Bulbizarre me nargue. Il sautille en face de moi en me fixant avec ses yeux rouges. Bulbizarre ressemble à un petit chat de couleur vert clair, portant sur son dos une sorte d’oignon vert foncé. Je lui jette deux «poké balls» pour l’appâter. La bestiole mord à la deuxième et tombe dans mon escarcelle. Voilà mon premier Pokémon capturé. Il en reste 349. Depuis quelques heures, la folie Pokémon Go, du nom du jeu développé par la société Niantic Labs, basée à San Francisco, déferle sur les smartphones du monde entier.

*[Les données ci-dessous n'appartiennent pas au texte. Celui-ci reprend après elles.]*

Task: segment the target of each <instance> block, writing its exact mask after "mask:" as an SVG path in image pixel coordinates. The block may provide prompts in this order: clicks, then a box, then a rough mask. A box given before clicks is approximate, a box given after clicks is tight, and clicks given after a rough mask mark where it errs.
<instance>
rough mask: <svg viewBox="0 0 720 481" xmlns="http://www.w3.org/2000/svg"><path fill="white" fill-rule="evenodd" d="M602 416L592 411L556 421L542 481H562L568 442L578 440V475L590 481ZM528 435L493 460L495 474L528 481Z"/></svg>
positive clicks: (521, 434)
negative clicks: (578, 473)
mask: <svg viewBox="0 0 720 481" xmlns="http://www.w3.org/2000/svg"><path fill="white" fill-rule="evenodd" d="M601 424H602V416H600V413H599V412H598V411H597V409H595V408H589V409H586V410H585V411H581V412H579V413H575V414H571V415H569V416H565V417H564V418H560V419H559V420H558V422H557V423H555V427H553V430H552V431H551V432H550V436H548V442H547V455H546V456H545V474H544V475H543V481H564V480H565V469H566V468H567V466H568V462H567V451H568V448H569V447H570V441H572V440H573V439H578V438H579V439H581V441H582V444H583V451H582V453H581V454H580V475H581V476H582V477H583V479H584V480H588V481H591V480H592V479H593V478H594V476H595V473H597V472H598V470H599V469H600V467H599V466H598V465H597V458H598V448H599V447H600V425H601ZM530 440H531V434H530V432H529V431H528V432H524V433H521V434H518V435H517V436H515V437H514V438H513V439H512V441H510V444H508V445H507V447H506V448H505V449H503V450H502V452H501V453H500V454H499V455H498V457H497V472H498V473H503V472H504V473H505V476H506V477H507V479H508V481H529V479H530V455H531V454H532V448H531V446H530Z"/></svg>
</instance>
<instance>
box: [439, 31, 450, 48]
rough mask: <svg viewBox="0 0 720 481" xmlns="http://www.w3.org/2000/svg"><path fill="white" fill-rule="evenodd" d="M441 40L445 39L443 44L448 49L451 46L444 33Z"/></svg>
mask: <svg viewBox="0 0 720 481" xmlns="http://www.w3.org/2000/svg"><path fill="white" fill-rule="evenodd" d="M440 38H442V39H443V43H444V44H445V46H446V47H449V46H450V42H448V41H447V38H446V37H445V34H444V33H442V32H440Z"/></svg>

Le jeu n’a beau avoir été lancé officiellement le 6 juillet qu’aux Etats-Unis, en Australie et en Nouvelle Zélande, il est aussi possible d’y jouer en Suisse, que ce soit sur iPhone ou smartphone tournant avec Android. Pour cela, il suffit de créer une nouvelle identité en s’inscrivant au magasin d’applications américain, par exemple, ce qui prend une dizaine de minutes. Ensuite, il est possible d’arpenter les rues en recherchant des Pokémon. L’application mélange virtuel et réel, en utilisant la caméra du smartphone pour insérer les petits personnages dans son environnement immédiat. On peut ainsi trouver des «poké balls», des «oeufs chance» et bien sûr des Pokémon à la gare de Lausanne, dans des églises de Berne ou même dans le train près de Fribourg.

Plus populaire que Tinder

En quelques jours, le jeu aurait été téléchargé par 7,5 millions de personnes, selon la société de recherche SensorTower. D’après sa concurrente SimilarWeb, Pokémon Go serait ainsi présent sur davantage de téléphones Android que l’application de rencontres Tinder. Et il y aurait bientôt plus de joueurs, sur Android aux Etats-Unis, que d’utilisateurs de Twitter. Des joueurs qui sont accros: ils passeraient, toujours selon SimilarWeb, 43 minutes par jour à traquer des Pokémon sur leur smartphone Android, devant les 30 minutes passées sur WhatsApp, les 25 minutes sur Instagram ou les 22 minutes sur Snapchat.

Cette popularité se traduit en dollars. Selon SensorTower, le jeu générerait actuellement 1,6 million de dollars par jour, uniquement sur iPhone. Si Pokémon Go est gratuit, le joueur est incité à acheter, au sein de l’application, des bonus supplémentaires: 200 «poké balls» valent 200 «poképièces», 8 modules leurre 680 «poképièces», un incubateur 150 «poképièces». Et pour les obtenir, il faut dépenser de l’argent bien réel, 100 «poképièces» s’échangeant par exemple contre 99 cents de dollar, le pack de 5200 valant 39,99 dollars.

Google et Nintendo en profitent

Les grands gagnants de ce phénomène sont indirectement Nintendo et Alphabet, la holding de Google, car tous deux sont actionnaires de Niantic Labs. Nintendo en profite aussi directement: son action s’est envolée de 12,75% à 22.840 yens mardi. Elle a ainsi bondi de 59% en quatre jours. Les investisseurs estiment que le succès du jeu aura des retombées positives sur l’inventeur du Game Boy.